The government could start using financial reserves as early as next month, the minister warned. Libya has a budget of $54 billion this year but Al-Jazi estimated that before November, they will be obliged to use other means to run the country such as “other sources beside the budget, beside the government accounts.”
The budget is heavily dependent on oil revenues. Minister Al-jazi admitted that they have been “working on a cash-flow basis” because it is now “short.” Oil production reached 1,6million barrels per day after the war and generated $4billion per month for the state. The Minister highlighted that there are enough “unused balances” which can cover their expenditure for the year. Libya is estimated to have more than $100billion in foreign reserves and sovereign wealth fund with assets above $60billion.

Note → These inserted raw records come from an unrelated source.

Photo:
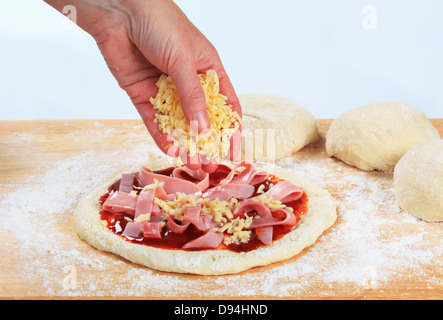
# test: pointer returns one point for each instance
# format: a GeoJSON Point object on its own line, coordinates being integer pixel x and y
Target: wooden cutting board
{"type": "Point", "coordinates": [374, 251]}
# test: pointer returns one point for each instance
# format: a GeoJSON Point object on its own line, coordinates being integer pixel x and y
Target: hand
{"type": "Point", "coordinates": [140, 40]}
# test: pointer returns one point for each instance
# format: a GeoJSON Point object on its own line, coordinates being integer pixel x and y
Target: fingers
{"type": "Point", "coordinates": [227, 89]}
{"type": "Point", "coordinates": [192, 96]}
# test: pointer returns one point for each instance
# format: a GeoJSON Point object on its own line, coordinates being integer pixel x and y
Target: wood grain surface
{"type": "Point", "coordinates": [31, 151]}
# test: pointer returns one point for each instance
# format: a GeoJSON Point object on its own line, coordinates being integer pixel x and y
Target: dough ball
{"type": "Point", "coordinates": [376, 136]}
{"type": "Point", "coordinates": [418, 181]}
{"type": "Point", "coordinates": [274, 127]}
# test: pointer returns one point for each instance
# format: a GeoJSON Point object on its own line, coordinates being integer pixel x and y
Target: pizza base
{"type": "Point", "coordinates": [320, 216]}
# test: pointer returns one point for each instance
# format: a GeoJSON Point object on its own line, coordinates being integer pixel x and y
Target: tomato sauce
{"type": "Point", "coordinates": [169, 240]}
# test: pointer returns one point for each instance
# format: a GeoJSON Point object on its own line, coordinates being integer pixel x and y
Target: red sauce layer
{"type": "Point", "coordinates": [169, 240]}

Mohammed Ali Abdallah, a member of the national assembly’s budget committee, said the situation won’t force Libya into bankruptcy. He added that a solution should be found because “the longer you’re out of the market [the more] you lose credibility with clients as a supplier.”
The Governor of the Central Bank is against the usage of Libya’s foreign exchange reserves or cash deposits in its sovereign wealth fund. He also reduced the economic growth forecast of the International Monetary Fund to 5% from 18% if the crisis continues.